Autonomous Operator: A system or machine capable of performing tasks, operations, or activities without direct human intervention, often relying on AI or robotics.
FIGS. 8A-E depict an architecture of an example system, illustrating the relationship between various personas and stakeholders in the larger system context.
The Universal Instruction Format (UIF) is a flexible data framework designed to convert instructions from static formats, such as Standard Operating Procedures (SOPs) and manuals, into dynamic, interactive formats compatible with augmented reality (AR), virtual reality (VR), digital twins, and autonomous systems. UIF is structured to be both human-readable and machine-readable, facilitating seamless integration across various platforms and technologies.
In addition to its current capabilities, UIF supports the embedding of machine learning (ML) and artificial intelligence (AI) models. These models can encapsulate complex relationships, processes, and linguistic features, enabling the system to handle scenarios where multi-dimensional or dynamic task representations are necessary. By embedding AI models such as neural networks, decision trees, and reinforcement learning algorithms-UIF can represent processes more effectively through probabilistic models, predictive analytics, and other advanced AI techniques. For example, as natural language processing evolves, UIF can seamlessly integrate more advanced conversational interfaces, allowing users to interact with instructional content through voice commands.
The UIF framework is designed with future adaptability in mind. As AI and ML technologies advance, they may take over more of the traditional human-driven steps in the “source of truth→instructional definition→instructional guidance” pipeline.
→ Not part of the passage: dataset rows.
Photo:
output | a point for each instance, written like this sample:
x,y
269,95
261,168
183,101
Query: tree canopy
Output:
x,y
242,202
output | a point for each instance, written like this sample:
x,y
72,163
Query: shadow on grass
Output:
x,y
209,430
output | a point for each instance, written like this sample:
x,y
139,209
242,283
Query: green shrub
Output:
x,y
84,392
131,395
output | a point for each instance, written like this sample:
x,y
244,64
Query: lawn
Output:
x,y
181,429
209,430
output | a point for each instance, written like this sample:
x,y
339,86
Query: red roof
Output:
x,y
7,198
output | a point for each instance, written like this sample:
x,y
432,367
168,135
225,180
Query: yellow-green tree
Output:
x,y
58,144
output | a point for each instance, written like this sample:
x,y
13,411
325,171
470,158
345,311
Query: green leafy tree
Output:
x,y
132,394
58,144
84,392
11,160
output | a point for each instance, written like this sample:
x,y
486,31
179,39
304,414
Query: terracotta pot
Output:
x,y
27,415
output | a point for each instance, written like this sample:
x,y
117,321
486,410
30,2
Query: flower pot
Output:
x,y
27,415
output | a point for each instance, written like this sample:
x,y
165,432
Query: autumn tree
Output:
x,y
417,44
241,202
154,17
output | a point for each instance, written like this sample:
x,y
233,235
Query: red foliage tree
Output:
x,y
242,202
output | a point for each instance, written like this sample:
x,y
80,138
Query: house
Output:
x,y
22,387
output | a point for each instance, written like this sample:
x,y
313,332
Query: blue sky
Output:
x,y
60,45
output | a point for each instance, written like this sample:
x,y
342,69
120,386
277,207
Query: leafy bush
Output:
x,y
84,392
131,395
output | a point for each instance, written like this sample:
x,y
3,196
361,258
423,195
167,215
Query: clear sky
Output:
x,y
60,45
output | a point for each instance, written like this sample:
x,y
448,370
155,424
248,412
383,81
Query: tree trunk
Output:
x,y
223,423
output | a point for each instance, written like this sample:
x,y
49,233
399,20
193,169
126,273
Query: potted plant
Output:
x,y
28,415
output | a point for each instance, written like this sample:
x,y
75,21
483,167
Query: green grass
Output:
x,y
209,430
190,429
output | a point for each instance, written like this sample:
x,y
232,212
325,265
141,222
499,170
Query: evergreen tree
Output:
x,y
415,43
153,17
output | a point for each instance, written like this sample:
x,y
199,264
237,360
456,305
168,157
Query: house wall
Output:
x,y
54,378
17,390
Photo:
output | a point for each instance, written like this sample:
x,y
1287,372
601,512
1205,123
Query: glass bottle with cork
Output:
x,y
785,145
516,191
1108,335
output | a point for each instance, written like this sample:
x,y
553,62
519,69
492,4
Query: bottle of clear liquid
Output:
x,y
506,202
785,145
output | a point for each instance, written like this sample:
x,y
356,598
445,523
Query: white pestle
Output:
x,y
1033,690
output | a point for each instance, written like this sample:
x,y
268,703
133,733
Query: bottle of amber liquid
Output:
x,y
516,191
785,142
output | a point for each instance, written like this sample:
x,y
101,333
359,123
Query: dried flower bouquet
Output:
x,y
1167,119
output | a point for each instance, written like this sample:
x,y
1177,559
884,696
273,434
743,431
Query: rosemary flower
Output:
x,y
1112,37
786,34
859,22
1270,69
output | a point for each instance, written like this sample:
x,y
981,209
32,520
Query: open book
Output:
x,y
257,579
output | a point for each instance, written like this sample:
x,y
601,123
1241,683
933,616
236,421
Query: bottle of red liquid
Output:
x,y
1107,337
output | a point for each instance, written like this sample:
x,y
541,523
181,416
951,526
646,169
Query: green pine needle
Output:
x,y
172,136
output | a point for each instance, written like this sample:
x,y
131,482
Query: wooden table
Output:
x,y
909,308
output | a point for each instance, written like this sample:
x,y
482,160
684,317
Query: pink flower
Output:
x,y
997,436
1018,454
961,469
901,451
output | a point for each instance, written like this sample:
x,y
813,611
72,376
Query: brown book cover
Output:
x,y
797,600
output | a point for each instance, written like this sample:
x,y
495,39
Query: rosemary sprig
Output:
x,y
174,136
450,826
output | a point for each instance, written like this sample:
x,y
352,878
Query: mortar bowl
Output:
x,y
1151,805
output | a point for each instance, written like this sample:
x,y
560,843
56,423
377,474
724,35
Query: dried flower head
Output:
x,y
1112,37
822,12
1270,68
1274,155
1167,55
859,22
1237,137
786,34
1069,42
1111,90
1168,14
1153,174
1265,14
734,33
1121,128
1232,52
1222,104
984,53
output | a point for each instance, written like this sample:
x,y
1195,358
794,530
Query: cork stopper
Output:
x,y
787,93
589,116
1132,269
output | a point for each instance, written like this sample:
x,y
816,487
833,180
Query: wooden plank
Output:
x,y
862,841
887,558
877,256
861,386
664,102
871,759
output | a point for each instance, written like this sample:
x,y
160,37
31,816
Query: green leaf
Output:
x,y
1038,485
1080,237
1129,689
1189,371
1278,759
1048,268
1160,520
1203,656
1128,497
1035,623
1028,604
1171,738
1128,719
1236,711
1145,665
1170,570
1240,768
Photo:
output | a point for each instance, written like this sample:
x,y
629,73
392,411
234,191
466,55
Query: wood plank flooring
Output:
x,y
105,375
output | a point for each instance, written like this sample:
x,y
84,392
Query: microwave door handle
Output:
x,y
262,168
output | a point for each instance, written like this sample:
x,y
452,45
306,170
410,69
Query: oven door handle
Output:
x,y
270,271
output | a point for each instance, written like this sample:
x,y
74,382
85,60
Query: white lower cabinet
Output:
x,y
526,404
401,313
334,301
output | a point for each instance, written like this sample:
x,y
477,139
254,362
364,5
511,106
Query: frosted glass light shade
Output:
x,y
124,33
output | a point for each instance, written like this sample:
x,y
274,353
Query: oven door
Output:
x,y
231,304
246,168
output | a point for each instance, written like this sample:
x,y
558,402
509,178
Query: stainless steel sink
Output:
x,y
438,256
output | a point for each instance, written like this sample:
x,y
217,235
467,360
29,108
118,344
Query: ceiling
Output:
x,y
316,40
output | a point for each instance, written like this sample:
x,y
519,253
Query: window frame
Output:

For instance, future systems may rely on AI models that directly generate process instructions, eliminating the need for some intermediate manual steps. In a manufacturing setting, UIF can utilize reinforcement learning algorithms to optimize assembly line instructions dynamically based on real-time performance data.
Although UIF is one solution for managing this process, the framework is designed to accommodate future advancements, ensuring that the system can evolve alongside AI-driven task generation and dynamic process management. This ensures that the UIF package remains extensible and robust, capable of supporting evolving knowledge representation technologies as they emerge. This extensibility is achieved through a modular architecture that allows for the seamless addition of new modules and integrations as technologies evolve.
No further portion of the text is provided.